Thanks for your responses.
For documentation purposes, I would like to add that I have indeed verified
that dd'ing only the first 512 bytes of the hard drive (i.e. the MBR or LBA
Sector 0) will NOT make the new hard drive a bootable drive, at least not in my
setup.
The reason for that is that GRUB Legacy is writing some instructions to the
next few sectors that follow the MBR. I do not know if Grub Legacy does this
on all setups or if just does this on those which have a "DOS compatible"
partition table (see "--DOS" flag for sfdisk) like mine.
Thanks!
- Jorge
> I believe that grub records the location of the next stage within the
> initial boot loader code there.

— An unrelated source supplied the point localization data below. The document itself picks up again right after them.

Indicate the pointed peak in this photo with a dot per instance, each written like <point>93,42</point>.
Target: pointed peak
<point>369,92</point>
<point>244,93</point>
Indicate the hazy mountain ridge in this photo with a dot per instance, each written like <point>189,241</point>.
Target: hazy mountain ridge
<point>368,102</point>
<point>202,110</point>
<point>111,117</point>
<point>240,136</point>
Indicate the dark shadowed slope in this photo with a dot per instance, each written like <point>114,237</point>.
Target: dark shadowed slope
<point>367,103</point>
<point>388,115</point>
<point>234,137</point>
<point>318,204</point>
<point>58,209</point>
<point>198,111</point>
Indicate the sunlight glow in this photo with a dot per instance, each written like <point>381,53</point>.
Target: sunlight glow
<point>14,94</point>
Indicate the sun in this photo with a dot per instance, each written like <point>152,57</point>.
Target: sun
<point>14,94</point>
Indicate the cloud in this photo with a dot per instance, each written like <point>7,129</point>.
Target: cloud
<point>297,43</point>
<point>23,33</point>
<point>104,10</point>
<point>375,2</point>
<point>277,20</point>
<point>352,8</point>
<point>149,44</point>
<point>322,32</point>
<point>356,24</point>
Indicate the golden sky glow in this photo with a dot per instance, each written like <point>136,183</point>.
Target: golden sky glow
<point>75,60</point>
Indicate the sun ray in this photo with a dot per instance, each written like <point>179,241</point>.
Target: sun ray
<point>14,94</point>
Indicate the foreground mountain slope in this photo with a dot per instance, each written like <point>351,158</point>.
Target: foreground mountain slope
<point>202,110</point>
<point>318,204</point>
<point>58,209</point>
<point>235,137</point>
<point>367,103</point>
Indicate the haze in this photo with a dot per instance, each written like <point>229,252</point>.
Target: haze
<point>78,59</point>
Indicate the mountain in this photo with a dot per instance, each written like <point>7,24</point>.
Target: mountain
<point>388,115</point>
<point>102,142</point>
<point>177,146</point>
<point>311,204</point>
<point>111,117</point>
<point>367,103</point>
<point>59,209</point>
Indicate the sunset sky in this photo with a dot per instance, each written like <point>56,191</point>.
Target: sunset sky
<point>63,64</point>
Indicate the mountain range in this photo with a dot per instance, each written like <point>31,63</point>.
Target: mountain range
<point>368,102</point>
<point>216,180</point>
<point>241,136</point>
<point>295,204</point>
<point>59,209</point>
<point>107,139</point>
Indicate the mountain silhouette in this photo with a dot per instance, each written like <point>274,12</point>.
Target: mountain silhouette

You are correct in that it is safe to copy
> the MSDOS era boot loaders in that way; they search for a flag (boot/active)
> on a primary partition and chain a loader within that.
>
> What you should do to recover from this is, using the recovery CD do the
> following:
>
> Mount your root partitions somewhere
> mount -o bind /dev (/root/partition)/dev
> mount -o bind /sys (/root/partition)/sys
> mount -o bind /proc (/root/partition)/proc
> chroot (/root/partition) /bin/bash
> ( /bin/sh will likely also work, but you're probably used to bash in
> interactive mode )
> standard grub setup / reinstall commands for your distribution.
>
> In my case I'd manually invoke the grub shell, usually with a specified
> device map file, and then
> http://www.gnu.org/software/grub/manual/html_node/Installing-GRUB-natively.html.
>
> On Wed, Jul 29, 2009 at 7:39 AM, adrian15 <[email protected]> wrote:
>
> > Jorge Canas escribió:
> >
> >> If the first 446 bytes of the MBR can be reused, even if the harddrives
> >> are of different size, then can someone please throw me a bone and explain
> >> why cloning the MBR as described here does not produce a bootable
> >> harddrive?
> >>
> >
> > I think that you are talking about Grub legacy and I do not know if it is
> > currently supported in this mailing list.
> >
> > Grub legacy uses something called stage1_5 which it is stored between MBR
> > end and the first partition beginning.
> >
> > As long as you are not copying it the boot fails.
> > I do not know how to copy stage1_5 but it can be done.
> >
> > Another workaround is to force grub not to link stage1 to stage1_5 which
> > can be done with install command manually or using the Super Grub Disk's
> > hacked's grub's setup command. But it is not recommended.